- Aug 30, 2014
Multiple historians have slammed the NYT "1619 Project" as others are pushing for it to continue being added into school curriculum.
The “1619 Project” is made up of multiple stories and poems about racism and slavery. It suggests America’s “true founding” was when the first slaves arrived in 1619 and “aims to reframe the country’s history.” Written by journalists and opinion writers, the project has already received criticism from many conservatives.
Historian and Brown University professor Gordon Wood called the project “wrong in so many ways” in an interview with World Socialist Web Site (WSWS) published Thursday.
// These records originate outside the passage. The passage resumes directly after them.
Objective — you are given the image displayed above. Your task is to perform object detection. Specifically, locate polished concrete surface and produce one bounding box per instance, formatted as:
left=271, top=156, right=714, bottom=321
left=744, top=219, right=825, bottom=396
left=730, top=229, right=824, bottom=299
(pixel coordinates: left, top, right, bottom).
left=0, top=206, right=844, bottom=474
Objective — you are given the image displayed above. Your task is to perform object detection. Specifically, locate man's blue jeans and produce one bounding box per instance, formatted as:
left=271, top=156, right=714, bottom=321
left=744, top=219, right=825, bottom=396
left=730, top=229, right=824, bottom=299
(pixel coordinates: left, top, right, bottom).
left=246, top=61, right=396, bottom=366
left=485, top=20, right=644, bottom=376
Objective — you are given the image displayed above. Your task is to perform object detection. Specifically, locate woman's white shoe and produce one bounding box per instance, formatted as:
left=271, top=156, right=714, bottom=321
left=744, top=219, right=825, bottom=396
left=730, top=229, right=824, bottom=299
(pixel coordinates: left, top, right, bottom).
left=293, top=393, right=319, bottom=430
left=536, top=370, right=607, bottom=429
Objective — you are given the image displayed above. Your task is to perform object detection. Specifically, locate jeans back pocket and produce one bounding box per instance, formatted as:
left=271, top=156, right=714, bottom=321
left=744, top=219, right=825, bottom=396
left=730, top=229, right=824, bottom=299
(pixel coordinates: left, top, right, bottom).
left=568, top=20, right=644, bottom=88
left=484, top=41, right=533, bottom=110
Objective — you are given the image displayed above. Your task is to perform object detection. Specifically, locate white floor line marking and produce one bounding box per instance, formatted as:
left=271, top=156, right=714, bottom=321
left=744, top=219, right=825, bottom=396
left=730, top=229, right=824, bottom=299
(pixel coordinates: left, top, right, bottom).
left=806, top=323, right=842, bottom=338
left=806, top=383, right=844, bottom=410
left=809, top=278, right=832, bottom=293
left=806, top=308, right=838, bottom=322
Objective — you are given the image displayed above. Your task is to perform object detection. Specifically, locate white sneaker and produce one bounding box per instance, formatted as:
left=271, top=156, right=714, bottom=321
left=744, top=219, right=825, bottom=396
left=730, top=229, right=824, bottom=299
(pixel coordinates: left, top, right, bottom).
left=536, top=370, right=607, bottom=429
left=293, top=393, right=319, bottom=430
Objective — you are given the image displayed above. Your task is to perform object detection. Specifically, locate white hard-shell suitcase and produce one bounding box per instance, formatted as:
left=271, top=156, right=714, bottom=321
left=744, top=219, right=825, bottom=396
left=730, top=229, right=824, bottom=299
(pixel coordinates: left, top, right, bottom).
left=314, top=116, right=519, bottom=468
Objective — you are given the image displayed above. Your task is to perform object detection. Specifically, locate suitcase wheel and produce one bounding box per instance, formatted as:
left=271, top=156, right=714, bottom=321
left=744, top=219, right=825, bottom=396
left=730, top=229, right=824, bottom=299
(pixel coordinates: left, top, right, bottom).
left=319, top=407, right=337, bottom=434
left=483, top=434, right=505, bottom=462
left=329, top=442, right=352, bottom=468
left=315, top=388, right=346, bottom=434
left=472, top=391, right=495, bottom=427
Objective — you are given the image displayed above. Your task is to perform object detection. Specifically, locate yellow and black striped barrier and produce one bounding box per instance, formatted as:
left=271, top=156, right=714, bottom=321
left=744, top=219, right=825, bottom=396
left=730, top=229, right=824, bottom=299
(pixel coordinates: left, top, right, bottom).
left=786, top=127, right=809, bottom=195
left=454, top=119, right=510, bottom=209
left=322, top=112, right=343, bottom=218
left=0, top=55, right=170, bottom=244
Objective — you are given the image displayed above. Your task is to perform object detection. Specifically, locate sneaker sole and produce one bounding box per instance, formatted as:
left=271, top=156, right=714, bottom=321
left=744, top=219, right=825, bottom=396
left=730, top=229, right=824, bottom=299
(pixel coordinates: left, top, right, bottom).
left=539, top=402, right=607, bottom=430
The “1619 Project” has already been implemented into some public schools around the country, like Chicago, and has lesson plans available for schools to begin teaching its student this reframed history
Wood said no one approached him about the project and that “none of the leading scholars of the whole period from the Revolution to the Civil War” appeared to have been consulted either. Wood continued on to provide evidence that he said negates multiple points made in The NYT’s project.
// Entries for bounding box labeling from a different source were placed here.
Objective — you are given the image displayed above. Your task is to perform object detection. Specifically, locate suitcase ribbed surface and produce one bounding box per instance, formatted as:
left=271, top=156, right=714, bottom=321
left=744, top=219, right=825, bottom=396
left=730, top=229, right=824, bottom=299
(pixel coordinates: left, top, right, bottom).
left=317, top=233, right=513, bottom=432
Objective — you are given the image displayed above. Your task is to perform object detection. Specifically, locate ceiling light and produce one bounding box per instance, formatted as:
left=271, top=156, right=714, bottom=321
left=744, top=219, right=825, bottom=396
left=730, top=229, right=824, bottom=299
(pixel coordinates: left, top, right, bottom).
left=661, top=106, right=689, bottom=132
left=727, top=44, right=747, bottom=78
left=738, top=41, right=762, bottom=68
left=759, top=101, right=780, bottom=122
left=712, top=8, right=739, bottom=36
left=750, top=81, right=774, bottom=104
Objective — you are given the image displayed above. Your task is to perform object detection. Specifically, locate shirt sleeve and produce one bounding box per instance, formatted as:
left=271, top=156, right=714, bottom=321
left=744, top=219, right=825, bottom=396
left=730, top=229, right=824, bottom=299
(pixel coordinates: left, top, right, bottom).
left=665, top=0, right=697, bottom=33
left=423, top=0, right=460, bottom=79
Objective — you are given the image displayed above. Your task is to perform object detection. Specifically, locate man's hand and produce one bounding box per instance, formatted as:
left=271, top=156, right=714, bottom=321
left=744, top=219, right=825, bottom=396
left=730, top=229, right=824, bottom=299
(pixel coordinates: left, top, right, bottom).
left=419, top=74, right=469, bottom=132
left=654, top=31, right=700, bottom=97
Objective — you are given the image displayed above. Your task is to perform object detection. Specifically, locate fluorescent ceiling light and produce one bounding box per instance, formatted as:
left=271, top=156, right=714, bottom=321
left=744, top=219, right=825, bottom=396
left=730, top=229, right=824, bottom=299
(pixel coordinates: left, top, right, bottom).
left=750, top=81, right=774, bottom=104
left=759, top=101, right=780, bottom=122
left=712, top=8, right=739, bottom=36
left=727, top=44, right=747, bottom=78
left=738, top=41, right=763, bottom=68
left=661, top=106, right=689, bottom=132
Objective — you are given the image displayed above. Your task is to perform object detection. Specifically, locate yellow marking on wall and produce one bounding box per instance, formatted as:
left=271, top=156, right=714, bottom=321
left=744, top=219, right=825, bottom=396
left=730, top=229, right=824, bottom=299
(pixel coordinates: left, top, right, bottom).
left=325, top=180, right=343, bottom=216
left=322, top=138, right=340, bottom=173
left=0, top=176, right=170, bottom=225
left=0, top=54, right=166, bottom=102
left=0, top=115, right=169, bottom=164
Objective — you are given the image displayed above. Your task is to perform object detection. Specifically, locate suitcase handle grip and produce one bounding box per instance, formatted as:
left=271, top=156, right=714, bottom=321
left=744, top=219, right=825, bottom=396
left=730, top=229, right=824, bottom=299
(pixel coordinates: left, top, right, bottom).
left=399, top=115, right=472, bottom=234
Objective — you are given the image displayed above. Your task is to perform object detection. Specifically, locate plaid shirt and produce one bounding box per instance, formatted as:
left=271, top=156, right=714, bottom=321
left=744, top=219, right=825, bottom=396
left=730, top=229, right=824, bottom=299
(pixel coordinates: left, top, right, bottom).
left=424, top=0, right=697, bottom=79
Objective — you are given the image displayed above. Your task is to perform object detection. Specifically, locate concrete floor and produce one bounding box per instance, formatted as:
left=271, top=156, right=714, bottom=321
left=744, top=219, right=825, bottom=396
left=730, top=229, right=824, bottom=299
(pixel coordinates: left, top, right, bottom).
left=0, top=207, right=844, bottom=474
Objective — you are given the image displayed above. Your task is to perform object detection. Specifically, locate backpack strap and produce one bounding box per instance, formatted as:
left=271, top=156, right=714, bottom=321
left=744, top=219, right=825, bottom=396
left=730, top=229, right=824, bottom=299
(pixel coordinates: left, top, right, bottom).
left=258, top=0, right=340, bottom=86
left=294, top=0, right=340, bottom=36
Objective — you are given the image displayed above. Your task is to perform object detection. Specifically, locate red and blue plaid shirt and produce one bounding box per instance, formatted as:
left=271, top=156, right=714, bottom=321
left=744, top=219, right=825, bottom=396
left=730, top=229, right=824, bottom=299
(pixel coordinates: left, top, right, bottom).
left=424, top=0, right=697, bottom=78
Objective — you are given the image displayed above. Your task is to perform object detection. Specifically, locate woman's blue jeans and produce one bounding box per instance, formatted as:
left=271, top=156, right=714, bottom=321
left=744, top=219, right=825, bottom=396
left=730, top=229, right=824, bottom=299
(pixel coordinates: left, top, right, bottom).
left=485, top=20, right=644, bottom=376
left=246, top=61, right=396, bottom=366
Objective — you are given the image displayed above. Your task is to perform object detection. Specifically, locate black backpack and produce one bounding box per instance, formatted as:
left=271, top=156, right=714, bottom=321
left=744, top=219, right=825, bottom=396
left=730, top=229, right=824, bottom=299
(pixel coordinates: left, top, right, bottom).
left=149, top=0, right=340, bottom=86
American Civil War historian and Pulitzer Prize winner James M. McPherson was also interviewed by WSWS on Nov. 14, and he called the project lacking in “context and perspective.” Like Wood, McPherson was never made aware of the project until it came out.
McPherson also countered some of The NYT’s points throughout the project. He, like Wood, said the outlet never approached him. He added that lead writer of the “1619 Project” Nikole Hannah-Jones’s claim that “anti-black racism runs in the very DNA of this country” did not “make much sense” to him.
Historian James Oakes was also interviewed by WSWS on Nov. 18. He said that “their work has prompted some very strong criticism from scholars in the field.” “These are really dangerous tropes,” Oakes said about some of the claims the project makes. “They’re not only ahistorical, they’re actually anti-historical. The function of those tropes is to deny change over time. It goes back to those analogies.”
Oakes added that some of the project’s assertions are just “ridiculous” and he, too, provides contextual evidence to disprove some of The NYT’s “reframing.”
NYT reporter Ida Bae Wells, who is working on the project, dismissed the historian’s viewpoints of the “1619 Project.” ... “What they are actually doing, without knowing, is demonstrating why this project must exist.”